Bedlam: Cowboys and Sooners need a moment
Bedlam basketball has returned to relevancy.
Finally.
These past few years have been boredom when it comes to Bedlam. No sizzle. No hype. Sure, any time Oklahoma and Oklahoma State meet for an athletic competition, there’s a little added juice. But for most fans, there hasn’t been much excitement about the men’s basketball games these past few years. Neither team has been good enough to take the games to another level.
That changes Saturday.
OSU and OU are both NCAA Tournament-caliber teams. Whether they both make the field remains to be seen, but they’re at least in the hunt.
That changes the vibe.
Know what else would change the tenor of this rivalry?
A moment.
There have been so many great moments in Bedlam basketball history over the years. Just in the past few decades you can count David Little’s last-second shot that beat OSU in Stillwater in 1983, Victor Williams’ buzzer-beater (or was the shot clock expired?) that beat OU in Stillwater in 2003 and Byron Eaton’s foul on Terrell Everett (or was it really a foul?) right before the buzzer that allowed OU to escape in Norman in 2006. And who can forget OU beating OSU in 2000 in what was the final game in pre-renovation, pre-expansion Gallagher-Iba Arena? Or the night that the Sooners wore orange T-shirts to honor the Cowboys and the 10 men lost in the plane crash?
And then there was the craziest Bedlam of them all — the game between the Cowboys and the Sooners at the 2009 Big 12 Tournament in Oklahoma City.
I was across the street that night from what was then the Ford Center covering the Big 12 women’s tournament at the Cox Convention Center, but I could almost feel the ground shake.
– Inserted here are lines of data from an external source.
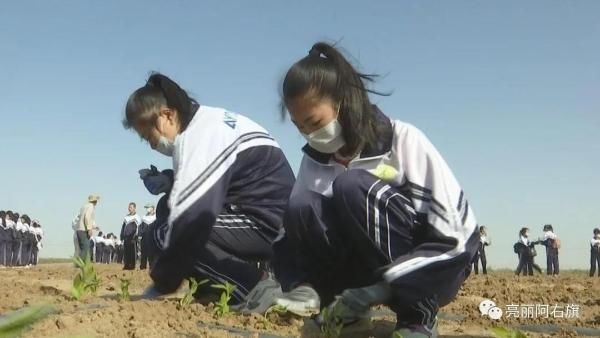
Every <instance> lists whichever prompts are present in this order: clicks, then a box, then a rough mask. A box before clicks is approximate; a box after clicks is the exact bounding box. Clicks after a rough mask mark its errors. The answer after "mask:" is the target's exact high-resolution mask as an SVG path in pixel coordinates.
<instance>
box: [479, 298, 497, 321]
mask: <svg viewBox="0 0 600 338" xmlns="http://www.w3.org/2000/svg"><path fill="white" fill-rule="evenodd" d="M479 312H481V315H482V316H488V317H490V318H491V319H493V320H499V319H500V318H502V314H503V311H502V309H501V308H499V307H497V306H496V303H494V302H493V301H491V300H489V299H485V300H483V301H482V302H481V303H479Z"/></svg>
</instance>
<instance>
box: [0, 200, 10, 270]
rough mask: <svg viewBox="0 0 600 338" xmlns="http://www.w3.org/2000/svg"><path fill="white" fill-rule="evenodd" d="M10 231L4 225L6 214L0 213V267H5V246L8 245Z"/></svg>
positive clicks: (5, 246) (5, 259) (8, 242)
mask: <svg viewBox="0 0 600 338" xmlns="http://www.w3.org/2000/svg"><path fill="white" fill-rule="evenodd" d="M9 238H10V230H9V229H8V226H7V225H6V212H5V211H4V210H1V211H0V267H6V266H7V263H6V256H7V252H6V251H7V250H6V248H7V245H8V243H9Z"/></svg>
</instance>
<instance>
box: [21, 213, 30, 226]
mask: <svg viewBox="0 0 600 338" xmlns="http://www.w3.org/2000/svg"><path fill="white" fill-rule="evenodd" d="M21 219H22V220H23V223H25V224H27V225H30V224H31V218H29V216H27V215H23V216H21Z"/></svg>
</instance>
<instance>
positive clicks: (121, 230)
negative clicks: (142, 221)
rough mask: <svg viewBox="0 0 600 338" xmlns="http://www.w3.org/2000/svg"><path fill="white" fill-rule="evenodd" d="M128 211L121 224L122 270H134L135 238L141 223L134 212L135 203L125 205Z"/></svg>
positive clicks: (129, 203) (135, 251)
mask: <svg viewBox="0 0 600 338" xmlns="http://www.w3.org/2000/svg"><path fill="white" fill-rule="evenodd" d="M127 211H128V212H129V213H128V214H127V216H125V219H123V225H122V226H121V237H120V238H121V241H123V250H124V255H123V263H124V264H123V270H134V269H135V261H136V259H135V258H136V251H137V250H136V239H137V232H138V226H140V224H142V219H141V218H140V216H138V214H137V213H136V205H135V203H133V202H131V203H129V206H128V207H127Z"/></svg>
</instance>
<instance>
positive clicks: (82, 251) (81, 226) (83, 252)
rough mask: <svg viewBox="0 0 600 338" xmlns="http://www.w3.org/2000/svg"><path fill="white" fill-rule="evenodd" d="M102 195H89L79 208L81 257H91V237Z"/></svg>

It happened that the arena was split nearly evenly between Cowboy and Sooner fans, so no matter what happened, the arena would be buzzing. The Sooners would make a play, and the crimson-clad fans would go berserk while the orange-clad ones fell silent. But then the Cowboys would make a play, and the OU fans would pipe down and the OSU fans would crank up.
The noise was constant, and the volume was loud.
“I remember it being split in half, orange and red,” Cowboy coach Travis Ford said. “I remember it being a tremendous atmosphere.